Megan Brown, junior in LAS, lives in the northwest portion of campus Christensen describes and admits to feeling unsafe. “Walking down Healey, I don’t feel safe at all,” Brown said.

But having never seen anyone use an e-phone and lacking knowledge as to how they work, Brown said she would rather use her cell phone when in danger.

University safety officials agree that e-phones, while helpful, are becoming increasingly less necessary to ensure campus safety.

“Every year we have a higher and higher percentage of our students carrying cell phones, and there’s nothing an e-phone can do that a cell phone can’t do,” Briggs said.

Briggs added that cell phones might be a more effective alternative to e-phones, as they are more readily available and allow the user to move while reporting an emergency.

“I’d prefer my kids to have access to a cell phone over an e-phone,” Briggs said.

Such assertions seem to suggest that e-phones are a wasteful use of University funds.

“If you asked me, ‘Is this the exact way you would choose to spend this money?’ my answer would be, ‘I don’t know,'” Briggs said.

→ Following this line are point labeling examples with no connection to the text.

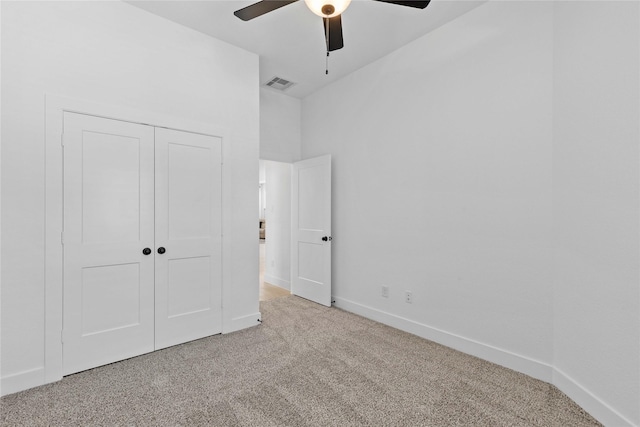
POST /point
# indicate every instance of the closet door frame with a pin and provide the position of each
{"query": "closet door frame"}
(55, 107)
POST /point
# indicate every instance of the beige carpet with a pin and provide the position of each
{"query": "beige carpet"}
(306, 365)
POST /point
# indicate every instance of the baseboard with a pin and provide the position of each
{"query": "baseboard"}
(588, 401)
(21, 381)
(242, 322)
(525, 365)
(277, 281)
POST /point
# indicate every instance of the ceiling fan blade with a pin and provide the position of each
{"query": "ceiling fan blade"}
(419, 4)
(260, 8)
(334, 37)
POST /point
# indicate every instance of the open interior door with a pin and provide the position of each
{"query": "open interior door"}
(311, 230)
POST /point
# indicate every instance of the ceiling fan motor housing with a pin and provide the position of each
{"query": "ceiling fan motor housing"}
(328, 9)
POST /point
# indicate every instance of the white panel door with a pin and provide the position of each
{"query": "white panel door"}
(311, 230)
(188, 236)
(108, 221)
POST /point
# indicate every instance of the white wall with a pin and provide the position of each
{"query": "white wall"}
(112, 53)
(442, 184)
(492, 168)
(279, 126)
(597, 206)
(278, 216)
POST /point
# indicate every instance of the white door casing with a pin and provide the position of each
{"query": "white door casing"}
(108, 200)
(311, 229)
(188, 225)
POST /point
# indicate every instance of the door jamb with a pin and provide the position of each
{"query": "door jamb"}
(55, 107)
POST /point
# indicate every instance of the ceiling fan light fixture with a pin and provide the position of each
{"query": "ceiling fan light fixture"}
(327, 8)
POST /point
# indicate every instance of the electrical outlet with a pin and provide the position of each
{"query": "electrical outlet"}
(408, 297)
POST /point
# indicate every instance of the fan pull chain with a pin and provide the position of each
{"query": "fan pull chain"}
(327, 70)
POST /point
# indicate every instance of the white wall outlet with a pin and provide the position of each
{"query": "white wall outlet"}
(408, 297)
(384, 291)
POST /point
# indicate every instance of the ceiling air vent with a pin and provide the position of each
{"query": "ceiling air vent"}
(279, 83)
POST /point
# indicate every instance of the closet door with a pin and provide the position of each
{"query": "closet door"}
(188, 236)
(108, 222)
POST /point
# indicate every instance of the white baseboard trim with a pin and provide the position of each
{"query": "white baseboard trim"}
(588, 401)
(242, 322)
(21, 381)
(531, 367)
(277, 281)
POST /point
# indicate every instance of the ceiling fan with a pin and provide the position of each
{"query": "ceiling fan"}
(329, 10)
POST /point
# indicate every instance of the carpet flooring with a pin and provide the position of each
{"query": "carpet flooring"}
(306, 365)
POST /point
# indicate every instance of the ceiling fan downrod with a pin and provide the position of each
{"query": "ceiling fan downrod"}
(326, 32)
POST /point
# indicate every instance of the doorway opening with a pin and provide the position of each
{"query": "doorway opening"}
(274, 232)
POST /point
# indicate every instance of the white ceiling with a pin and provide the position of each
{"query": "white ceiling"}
(290, 40)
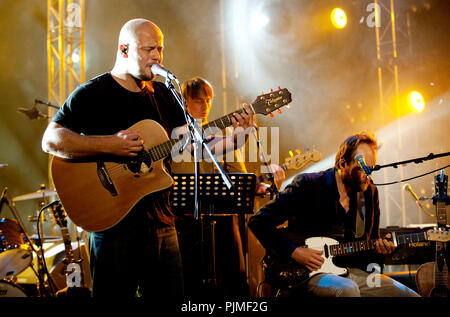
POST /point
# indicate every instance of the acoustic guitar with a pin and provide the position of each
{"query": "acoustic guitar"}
(98, 193)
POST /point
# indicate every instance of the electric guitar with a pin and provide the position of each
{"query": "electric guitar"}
(289, 273)
(432, 278)
(97, 194)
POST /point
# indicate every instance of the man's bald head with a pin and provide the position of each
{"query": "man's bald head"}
(140, 46)
(130, 31)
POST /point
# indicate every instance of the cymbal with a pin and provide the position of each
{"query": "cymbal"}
(36, 195)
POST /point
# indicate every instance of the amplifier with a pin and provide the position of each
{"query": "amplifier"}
(412, 253)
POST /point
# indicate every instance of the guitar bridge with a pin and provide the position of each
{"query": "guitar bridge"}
(105, 179)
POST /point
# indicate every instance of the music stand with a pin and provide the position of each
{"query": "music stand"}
(214, 199)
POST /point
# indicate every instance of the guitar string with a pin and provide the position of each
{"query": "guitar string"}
(116, 167)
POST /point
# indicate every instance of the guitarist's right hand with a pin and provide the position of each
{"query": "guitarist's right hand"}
(126, 143)
(309, 258)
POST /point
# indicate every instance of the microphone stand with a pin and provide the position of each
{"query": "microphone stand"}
(418, 160)
(40, 261)
(273, 188)
(198, 142)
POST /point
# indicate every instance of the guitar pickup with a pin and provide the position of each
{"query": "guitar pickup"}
(105, 179)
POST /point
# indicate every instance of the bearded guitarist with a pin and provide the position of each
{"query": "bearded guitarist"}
(339, 203)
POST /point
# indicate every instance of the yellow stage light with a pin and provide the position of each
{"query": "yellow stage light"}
(416, 100)
(338, 18)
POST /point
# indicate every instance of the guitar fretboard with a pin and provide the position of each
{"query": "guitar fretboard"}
(67, 245)
(163, 150)
(366, 245)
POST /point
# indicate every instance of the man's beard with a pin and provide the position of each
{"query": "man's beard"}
(353, 182)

Adding to the debate about the effectiveness of e-phones is their frequent improper use. The University categorizes e-phone calls as valid, accidental or other. Valid calls are for crimes in progress, or someone asking for directions; accidental calls are when a user acknowledges having accidentally pressed the emergency call button, and no police officer is sent to the location; and calls classified as other occur when a user does not respond after pressing the call button and cannot be found when police officer arrives at the scene.

In 2007, there were 99 valid calls, 397 accidental calls and 536 calls cataloged as other.

However, Briggs defends the University’s current e-phone policy.

“You can’t really look at it strictly from a dollar and cents standpoint,” Briggs said. “As an example, how much is it worth when a student decides to go here because they feel comfortable on campus?”